Once you've input your figures, you can click on a link to see the adjusted income used for FTB.

But if someone is salary sacrificing $20k, to use your example, this is not the amount that is put into the calculators. You have to use the grossed up amount, which would be closer to $40k.



#18 FiveAus

Posted 01 January 2013 - 12:19 PM

Whatever the grossed up value is (and I used $20,000 as an example), 100% of it is not added back on, only part of it is.

So whatever you put in the calculator for fringe benefits, roughly 50% of it will be added back on, not 100%. And it's up to those claiming the payment to provide the correct figures.

#19 Lees75

Posted 01 January 2013 - 12:37 PM

If someone is on $70k, as per your example, and they sacrificed $20k, they would need to report it as $50k taxable income and the grossed up amount of $20k, which would be $37383 on their payment summary. Centrelink then reduces the $37383 back down to $20k to arrive at the adjustable taxable income of $70k.
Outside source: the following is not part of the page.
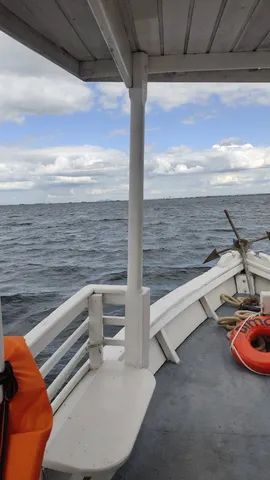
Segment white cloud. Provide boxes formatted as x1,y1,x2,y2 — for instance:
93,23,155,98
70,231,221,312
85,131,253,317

Salary sacrificing/fringe benefits packages can't be used to lower your adjusted taxable income for Fam Tax benefits purposes.

#20 FiveAus

Posted 01 January 2013 - 12:45 PM

QUOTE (Lees75 @ 01/01/2013, 01:37 PM) <{POST_SNAPBACK}>
If someone is on $70k, as per your example, and they sacrificed $20k, they would need to report it as $50k taxable income and the grossed up amount of $20k, which would be $37383 on their payment summary. Centrelink then reduces the $37383 back down to $20k to arrive at the adjustable taxable income of $70k.

Salary sacrificing/fringe benefits packages can't be used to lower your adjusted taxable income for Fam Tax benefits purposes.


Use the calculator on the Human Services website and see what result you get using your figures.

#21 Lees75

Posted 01 January 2013 - 01:13 PM

I did. Someone with a taxable income of $70k is entitled to exactly the same amount Fam Tax Benefits as someone on $50k taxable income and $37383 Fringe benefits ($20k when grossed down).

That's how it works- otherwise everyone would essentially be double-dipping, getting the benefits of saving tax, plus getting more FTB.

ETA- XH and I did this for years. We only stopped when we split up and child support became involved, as they use the grossed up amount. He learnt the hard way....lol!

Edited by Lees75, 01 January 2013 - 01:15 PM.